ГОЛОС ИЗ ЗАЛА. Степан Кузьмич!
МАТРЕНА. Простите великодушно, Степан э-э-э Корнеич… (Обращаясь к односельчанкам). Возьмем, наконец, в свои руки это непростое дело, бабоньки!
НАТАЛЬЯ (вскакивая с места, заикаясь). Да я…, я…тебя…, я не…тебя!
МАТРЕНА. А тебе, спасибо, сестрица родная, за теплый прием и высокое доверие. Кто – за? Прошу поднять руки, товарищи!
В зале – снова гробовое молчание. Потом раздаются робкие голоса:
- Так это ж… вроде как Мотька Назаровская!
- Точно, Мотька, что за цирюльника Михайловского замуж вышла… На свадьбу к Ульяне нашей приезжала…
- В шубе барской и не узнать… Ишь, фря…горожанская, как вырядилась-то. А грит, комиссарша…
- Да завирает, поди…
НАТАЛЬЯ. Товарищи, товарищи… Погодите! Я другую…, другую свою сестру предложить хотела…
СЦЕНА 9. (Павильонная съемка – окрестности села Сорокино), продолжение сцены 7.
Вечер. Избушка Марфы-ведуньи в лесу, где теперь обитает родной брат Ульяны – Филимон.
Охотник бросается к Филимону на шею.
ОХОТНИК. Сынок, сынок! Господи, знал ли я, когда ехал сюда, в Россию, что смогу тебя встретить… Живым и здоровым… Какой же ты большой. Совсем взрослый… С бородищей….
ФИЛИМОН. Э-э-э! Хорош лизаться. Не лезь! Я – не твой, а - Василия Назарова…, мужа нашей общей Груши-Груни…, сын. Василия Назарова - сын! Уразумел, дурья башка. Ты глаза-то раскрой и по возрасту-то прикинь…
ОХОТНИК (падая на стул, с грустью). А я думал…, все-таки есть Бог на свете...
ФИЛИМОН. Может, и есть…, Бог его знает… Дом-то наш Назаровский сожгли… А я выжил при пожаре-то…, отца родного спасаючи. Выжил! Уразумел? В Михайловскую больницу меня отправили… Вылечили там…
ОХОТНИК. А Грушенька? Грушенька?! Жива? Жива?!

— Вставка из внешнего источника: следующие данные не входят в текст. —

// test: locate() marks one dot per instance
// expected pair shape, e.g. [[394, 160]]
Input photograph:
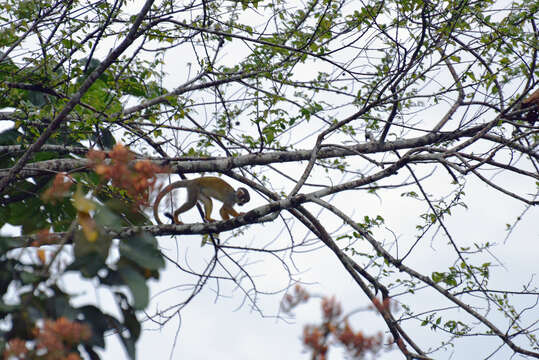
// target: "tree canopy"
[[346, 120]]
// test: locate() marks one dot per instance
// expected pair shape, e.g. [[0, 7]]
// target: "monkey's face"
[[242, 195]]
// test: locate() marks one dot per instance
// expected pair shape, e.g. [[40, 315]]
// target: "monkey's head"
[[242, 196]]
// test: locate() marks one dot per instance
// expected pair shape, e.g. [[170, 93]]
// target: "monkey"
[[203, 189]]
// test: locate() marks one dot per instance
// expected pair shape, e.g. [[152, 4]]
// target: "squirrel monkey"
[[203, 189]]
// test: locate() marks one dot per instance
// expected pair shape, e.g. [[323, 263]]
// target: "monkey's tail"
[[175, 185]]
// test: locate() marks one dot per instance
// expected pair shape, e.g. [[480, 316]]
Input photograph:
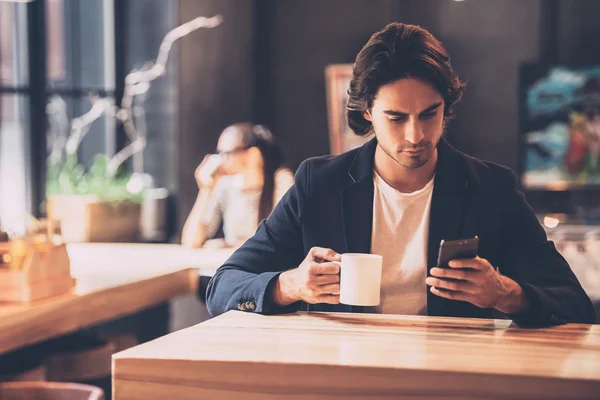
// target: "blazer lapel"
[[357, 201], [448, 207]]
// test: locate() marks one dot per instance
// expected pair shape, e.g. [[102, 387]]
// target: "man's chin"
[[414, 162]]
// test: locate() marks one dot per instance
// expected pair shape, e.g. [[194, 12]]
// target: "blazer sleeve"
[[244, 281], [555, 294]]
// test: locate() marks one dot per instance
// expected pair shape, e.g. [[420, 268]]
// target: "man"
[[398, 196]]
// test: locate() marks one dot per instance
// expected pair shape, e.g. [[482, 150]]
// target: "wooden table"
[[113, 280], [352, 356]]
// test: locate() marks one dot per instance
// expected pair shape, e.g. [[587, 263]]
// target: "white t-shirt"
[[400, 235]]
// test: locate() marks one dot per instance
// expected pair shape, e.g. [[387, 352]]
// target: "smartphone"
[[456, 249]]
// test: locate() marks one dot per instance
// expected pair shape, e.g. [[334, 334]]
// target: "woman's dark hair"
[[261, 137], [399, 51]]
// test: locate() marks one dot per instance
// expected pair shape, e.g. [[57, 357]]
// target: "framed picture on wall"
[[560, 125], [341, 137]]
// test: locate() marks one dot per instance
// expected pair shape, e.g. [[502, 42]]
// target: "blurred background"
[[532, 67]]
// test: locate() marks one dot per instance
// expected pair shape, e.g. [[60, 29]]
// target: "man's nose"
[[414, 132]]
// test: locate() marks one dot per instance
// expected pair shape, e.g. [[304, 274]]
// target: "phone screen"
[[456, 249]]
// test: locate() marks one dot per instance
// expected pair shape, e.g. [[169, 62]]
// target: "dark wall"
[[216, 84], [579, 31], [267, 61], [487, 41], [306, 36]]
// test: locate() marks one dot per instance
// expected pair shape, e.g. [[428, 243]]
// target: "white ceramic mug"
[[360, 279]]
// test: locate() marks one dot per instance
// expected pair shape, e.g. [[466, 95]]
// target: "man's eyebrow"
[[402, 114]]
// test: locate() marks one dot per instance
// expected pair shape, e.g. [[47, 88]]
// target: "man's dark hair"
[[396, 52]]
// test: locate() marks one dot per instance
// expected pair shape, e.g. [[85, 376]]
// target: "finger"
[[449, 294], [473, 263], [454, 285], [459, 274], [332, 288], [320, 280], [324, 269], [328, 298], [321, 254]]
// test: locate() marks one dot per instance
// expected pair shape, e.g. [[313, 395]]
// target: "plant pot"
[[84, 218]]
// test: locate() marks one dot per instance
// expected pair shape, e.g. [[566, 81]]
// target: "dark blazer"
[[331, 205]]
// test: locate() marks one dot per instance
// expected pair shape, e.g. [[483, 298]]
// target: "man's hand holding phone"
[[474, 280]]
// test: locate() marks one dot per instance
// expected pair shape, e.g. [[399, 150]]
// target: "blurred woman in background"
[[239, 187]]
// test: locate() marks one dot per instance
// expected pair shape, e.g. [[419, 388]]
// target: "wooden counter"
[[113, 280], [351, 356]]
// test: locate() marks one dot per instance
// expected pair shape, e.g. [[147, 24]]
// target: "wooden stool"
[[22, 365], [34, 374], [49, 391], [122, 341], [81, 362]]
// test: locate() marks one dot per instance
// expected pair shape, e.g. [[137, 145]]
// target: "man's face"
[[407, 117]]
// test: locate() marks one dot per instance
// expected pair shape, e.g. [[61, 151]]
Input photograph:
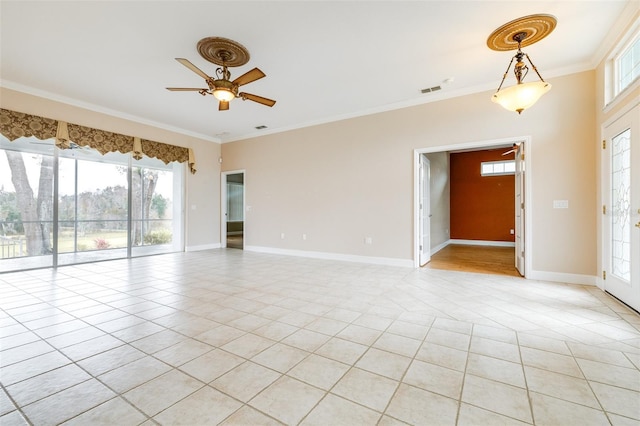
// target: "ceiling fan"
[[227, 53]]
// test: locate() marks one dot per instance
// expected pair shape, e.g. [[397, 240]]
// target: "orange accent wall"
[[482, 207]]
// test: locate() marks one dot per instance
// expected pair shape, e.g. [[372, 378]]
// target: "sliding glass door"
[[62, 207]]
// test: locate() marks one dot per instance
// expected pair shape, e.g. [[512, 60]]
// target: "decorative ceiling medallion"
[[528, 29], [222, 51]]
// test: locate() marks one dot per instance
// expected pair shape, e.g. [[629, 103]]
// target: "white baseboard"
[[482, 243], [562, 277], [203, 247], [386, 261], [439, 247]]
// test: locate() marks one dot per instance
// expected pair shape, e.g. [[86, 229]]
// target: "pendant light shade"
[[521, 96], [514, 35]]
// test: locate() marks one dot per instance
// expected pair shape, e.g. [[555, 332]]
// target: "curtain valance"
[[14, 125]]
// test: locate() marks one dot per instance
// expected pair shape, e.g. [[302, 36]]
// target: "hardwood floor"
[[480, 259]]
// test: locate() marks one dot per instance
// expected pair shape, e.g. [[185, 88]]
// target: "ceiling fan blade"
[[256, 98], [193, 68], [249, 76], [184, 89]]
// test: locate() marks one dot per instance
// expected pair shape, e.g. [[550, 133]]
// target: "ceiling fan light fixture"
[[223, 94], [514, 35]]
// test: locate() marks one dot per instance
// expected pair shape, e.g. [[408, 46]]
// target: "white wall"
[[354, 178]]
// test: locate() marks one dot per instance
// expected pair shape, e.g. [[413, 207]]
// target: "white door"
[[621, 208], [425, 210], [520, 207]]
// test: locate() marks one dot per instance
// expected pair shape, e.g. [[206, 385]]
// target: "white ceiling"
[[324, 60]]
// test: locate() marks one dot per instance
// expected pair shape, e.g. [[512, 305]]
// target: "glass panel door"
[[26, 204]]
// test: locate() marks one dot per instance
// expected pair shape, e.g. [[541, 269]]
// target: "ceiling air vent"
[[431, 89]]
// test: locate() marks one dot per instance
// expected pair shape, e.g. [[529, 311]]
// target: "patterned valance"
[[14, 125]]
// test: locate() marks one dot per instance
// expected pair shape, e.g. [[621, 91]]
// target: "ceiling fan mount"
[[226, 53], [222, 51]]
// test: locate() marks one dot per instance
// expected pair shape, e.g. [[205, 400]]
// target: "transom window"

ФИЛИМОН. А пес ее знает… Я в село после лечебницы не стал вертаться… В леса подался, от большевиков и мачехи подальше… Жанился… Охотой промышлял, пока дичь водилась…
ОХОТНИК. А ребенок?! Ребенок?!
ФИЛИМОН. Так не было у ней ребенка никакого… Люди в селе баили, будто тут на болоте, ведьме скинула… А потом уж, опроставшись, за батю мово вышла.
ОХОТНИК. Ааа… А может, пойдем в Сорокино, вместе разузнаем…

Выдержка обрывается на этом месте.